The philosophical and social issues in the operation of chemical complexes
Abstract
In the Management of Process Safety Based on Risk, the technology issues, seem to steal the attention when, through them we feel that everything is solved when we design a robust safety instrumented system, with a good basic design and excellent engineering design process that results in a fully automated factory with last generation SDCDs, PLCs.
All this, with a high level of safety instrumented, raises confidence that the process is protected from any anomaly that may cause a major accident. All these layers of protection from various elements of GSPBR, alarms, physical protections and advanced controls, may not represent many issues, facing human action in these complex systems industries.
In this context of high technology, philosophical and social issues seem to play a key role in driving all this technology that, despite having been designed by man, often don’t take them into consideration.
In different cultures, understanding of reality is filtered and evaluated according to beliefs and values that govern the morals and customs, and through this understanding is that the actions happen, trying to follow a context and a universal practice, but with cultural matters that can bring the whole enterprise to failure.
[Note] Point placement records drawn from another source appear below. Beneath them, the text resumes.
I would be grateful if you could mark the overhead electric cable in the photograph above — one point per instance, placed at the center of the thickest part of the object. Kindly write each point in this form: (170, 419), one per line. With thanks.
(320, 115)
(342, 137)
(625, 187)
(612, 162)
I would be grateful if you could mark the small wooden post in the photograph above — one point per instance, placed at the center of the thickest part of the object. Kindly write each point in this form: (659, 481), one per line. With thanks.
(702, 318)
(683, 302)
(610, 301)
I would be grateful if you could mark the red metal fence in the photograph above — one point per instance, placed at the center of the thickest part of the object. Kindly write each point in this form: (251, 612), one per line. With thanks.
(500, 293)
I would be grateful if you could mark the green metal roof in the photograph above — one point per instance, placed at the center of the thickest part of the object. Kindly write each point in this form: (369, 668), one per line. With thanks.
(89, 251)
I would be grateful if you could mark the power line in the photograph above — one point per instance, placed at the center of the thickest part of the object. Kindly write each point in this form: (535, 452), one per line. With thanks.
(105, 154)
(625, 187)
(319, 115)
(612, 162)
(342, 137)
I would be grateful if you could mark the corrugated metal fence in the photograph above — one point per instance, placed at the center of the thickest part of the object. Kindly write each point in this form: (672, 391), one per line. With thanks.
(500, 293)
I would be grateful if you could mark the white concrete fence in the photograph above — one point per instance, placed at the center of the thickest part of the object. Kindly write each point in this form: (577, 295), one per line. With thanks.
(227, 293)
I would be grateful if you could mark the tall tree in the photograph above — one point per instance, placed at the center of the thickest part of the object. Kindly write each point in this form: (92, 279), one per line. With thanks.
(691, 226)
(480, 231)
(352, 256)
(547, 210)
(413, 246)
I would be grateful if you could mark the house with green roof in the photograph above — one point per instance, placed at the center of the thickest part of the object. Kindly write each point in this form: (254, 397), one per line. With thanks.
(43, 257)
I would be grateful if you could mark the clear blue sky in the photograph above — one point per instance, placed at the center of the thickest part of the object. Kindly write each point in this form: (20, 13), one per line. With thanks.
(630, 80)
In Latin America and especially in Brazil, we had the advantage of receiving processes already developed in Europe and in the United States that made it easier learning and in many cases guaranteed safe operation with both advances and improvements, provided by Brazilian cultural characteristics troubleshooting.
In this respect, the basic process control, dominated mainly by the Operator may be affected by these cultural characteristics that often is not taken into account by the designer, who creates DCS screens, layout panels, engineering manuals that do not meet the needs of that population in that region.
This work aims to bring attention to the values and human factors that must be taken into consideration in any project requiring organizations that handle dangerous technologies to strive to understand the gap between the practices used in day-to-day work and standards and procedures in place, considering that cultural differences and differences in understanding of reality may not always be interpreted only as human error.